Adkins first met with Customs officials in Washington DC, as well as at Long Beach, California where he presented Print-Rite’s No-Twist™ products and gave a presentation concerning the customers, their products and their packaging.

Then Customs asked to meet face-to-face with Print-Rite’s customers. “That’s what we finished doing this week”, Adkins says. “We had customers fly across the country to come in and meet with Customs officials and provide them the information they needed, so they could continue their importations.”

Customs and Print-Rite customers had intense meetings but according to Adkins, Customs found them very useful. “Six-to-ten officials around the country from JFK Airport in New York to San Diego, El Paso, Memphis, Chicago, also listened in to a telephone conference we had with each of the customers.”

The Customs’ messages to Print-Rite’s customers were very clear. Adkins told Recycling Times “So long as our customers are bringing in the Print-Rite No-Twist™ gear product, there is no issue.” But Customs also warned “they would have to consider any other types of products being imported [from other offshore suppliers] before any clearance could be given.  They advised that even if given a clearance [on these other products], should Canon disagree with Customs’ decision, Canon can sue Customs, the importer, or both, in a court in the United States.”

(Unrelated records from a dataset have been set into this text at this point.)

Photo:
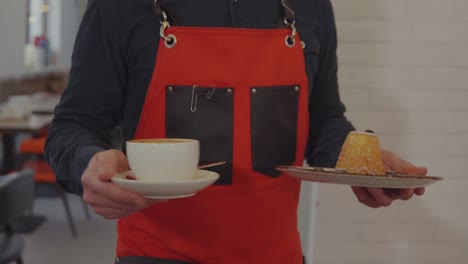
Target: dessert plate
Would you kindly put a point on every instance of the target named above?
(167, 189)
(337, 176)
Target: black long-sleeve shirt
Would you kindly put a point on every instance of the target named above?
(113, 62)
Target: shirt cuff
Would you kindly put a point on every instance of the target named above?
(82, 159)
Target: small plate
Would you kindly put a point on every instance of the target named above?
(168, 190)
(336, 176)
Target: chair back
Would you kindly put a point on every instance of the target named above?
(16, 195)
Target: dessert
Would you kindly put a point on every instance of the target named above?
(361, 154)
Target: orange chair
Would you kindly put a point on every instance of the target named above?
(44, 175)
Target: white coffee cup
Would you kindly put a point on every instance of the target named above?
(163, 159)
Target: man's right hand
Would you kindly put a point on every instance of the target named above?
(106, 198)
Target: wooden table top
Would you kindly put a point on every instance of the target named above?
(33, 123)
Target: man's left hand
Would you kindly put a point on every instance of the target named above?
(378, 197)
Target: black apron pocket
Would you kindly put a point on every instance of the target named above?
(205, 114)
(274, 112)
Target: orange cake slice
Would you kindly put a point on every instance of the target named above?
(361, 154)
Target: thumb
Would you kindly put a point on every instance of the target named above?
(413, 170)
(109, 163)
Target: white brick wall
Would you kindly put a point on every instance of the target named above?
(404, 74)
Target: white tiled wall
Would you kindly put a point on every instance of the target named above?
(404, 74)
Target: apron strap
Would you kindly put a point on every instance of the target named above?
(289, 16)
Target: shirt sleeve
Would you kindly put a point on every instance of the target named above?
(328, 124)
(91, 105)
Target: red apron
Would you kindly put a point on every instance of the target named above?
(243, 94)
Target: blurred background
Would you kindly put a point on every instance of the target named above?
(403, 73)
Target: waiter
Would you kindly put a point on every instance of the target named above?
(254, 81)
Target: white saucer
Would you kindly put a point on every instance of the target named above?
(330, 175)
(168, 190)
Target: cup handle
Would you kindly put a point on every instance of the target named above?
(128, 175)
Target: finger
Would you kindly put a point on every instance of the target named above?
(364, 197)
(394, 163)
(110, 163)
(97, 200)
(421, 171)
(405, 194)
(114, 192)
(153, 201)
(419, 191)
(379, 195)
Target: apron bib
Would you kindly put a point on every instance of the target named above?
(243, 94)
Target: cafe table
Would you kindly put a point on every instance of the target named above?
(10, 128)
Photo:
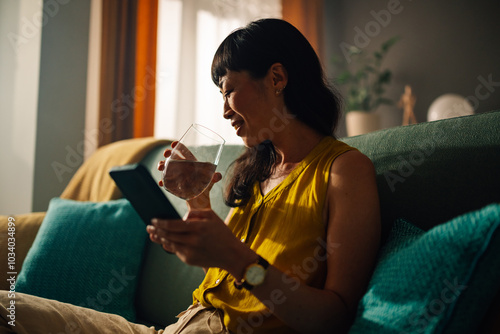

In Adkins view, Customs has been very receptive to having people come in and meet with them. “We’ve done approximately 50 of these investigations and we’ve taken experts in to teach Customs about the technology when we are working to enforce an ITC exclusion order.  We have also met with Customs to educate them on what not to seize under an ITC exclusion order.”

Adkins says Canon obtained a very broad general exclusion order from the ITC, which could affect tens, if not hundreds, of companies around the world. As is the case with all general exclusion orders, he says, any company or person importing relevant products is sued, even if they were not named in the ITC complaint.  “And that’s what’s happened here: Canon got an order that shuts everyone in the world out of this market, even if they were not listed on the ITC complaint.”

Print-Rite says evidence of their respect for IP rights is illustrated in the Canon case. After becoming aware of Canon’s patents years ago, they decided to work around them and come up with its own solution. Canon’s patents, according to Adkins, motivated Print-Rite to come up with a different, innovative technology that allowed the US Patent Office to grant Print-Rite a patent on its own product. Adkins concludes, “So the system worked the way it should in this respect.”